No âmbito do desenvolvimento metodológico, o projeto de xadrez contemplou aulas expositivas sobre a importância do jogo no desenvolvimento cognitivo do aluno, breve histórico, leitura de texto sobre instruções básicas, jogos pré-desportivos referentes às regras do xadrez, prática sobre movimentos e captura das peças, regras éticas, registros de posição e como anotar, aperfeiçoamento das jogadas, estudos de partidas, exercícios de xeque, xeque-mate, entre outros, além de criação de blogs (6 série/7º ano, 7 série/8º ano e 8 série/9º ano) para o ensino de xadrez.
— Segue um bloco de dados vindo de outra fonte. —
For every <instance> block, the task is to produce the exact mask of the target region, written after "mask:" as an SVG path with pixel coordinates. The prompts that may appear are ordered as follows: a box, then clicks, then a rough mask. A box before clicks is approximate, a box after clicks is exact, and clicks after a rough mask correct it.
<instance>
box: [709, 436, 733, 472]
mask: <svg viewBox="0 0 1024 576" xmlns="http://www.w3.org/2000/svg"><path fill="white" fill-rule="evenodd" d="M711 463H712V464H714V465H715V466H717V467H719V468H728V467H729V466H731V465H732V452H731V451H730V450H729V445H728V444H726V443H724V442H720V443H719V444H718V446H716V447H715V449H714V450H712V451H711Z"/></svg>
O projeto ainda destaca o potencial do xadrez em estimular no aluno a capacidade de tomar decisões que necessariamente devem ter passado por um processo de reflexão e dedução - já que no xadrez é preciso avaliar as possibilidades de jogadas do oponente. Dentro desse objetivo, é fundamental levar em consideração as seguintes habilidades: a atenção e a concentração; o julgamento e o planejamento; a imaginação e a antecipação; a memória; a vontade de vencer, a paciência e o autocontrole; o espírito de decisão e a coragem; a criatividade e a inteligência.
O professor também avalia que a aprendizagem da notação algébrica das jogadas também é interessante para os alunos. ''Conhecendo as notações, é possível reproduzir jogadas que ficaram famosas'', comenta Jesus. ''É como jogar Batalha Naval no tabuleiro. Com a combinação de letras e números posso até reproduzir uma jogada antiga'', acrescenta o aluno Felipe Almeida Pieralice Sambatti, 12 anos. Sua colega Maria Eduarda Lopes Zequim, 11 anos, também aprovou a iniciativa: ''Eu já tinha ouvido falar de xadrez, mas não conhecia. Agora já estou entendendo mais''.
Como a reforma está em fase de conclusão e as aulas de Educação Física retomarão a sua rotina, a proposta agora é que o xadrez se torne um componente curricular permanente, o que está sendo avaliado pela direção da instituição. Uma escolinha de xadrez como atividade extracurricular também está entre os planos.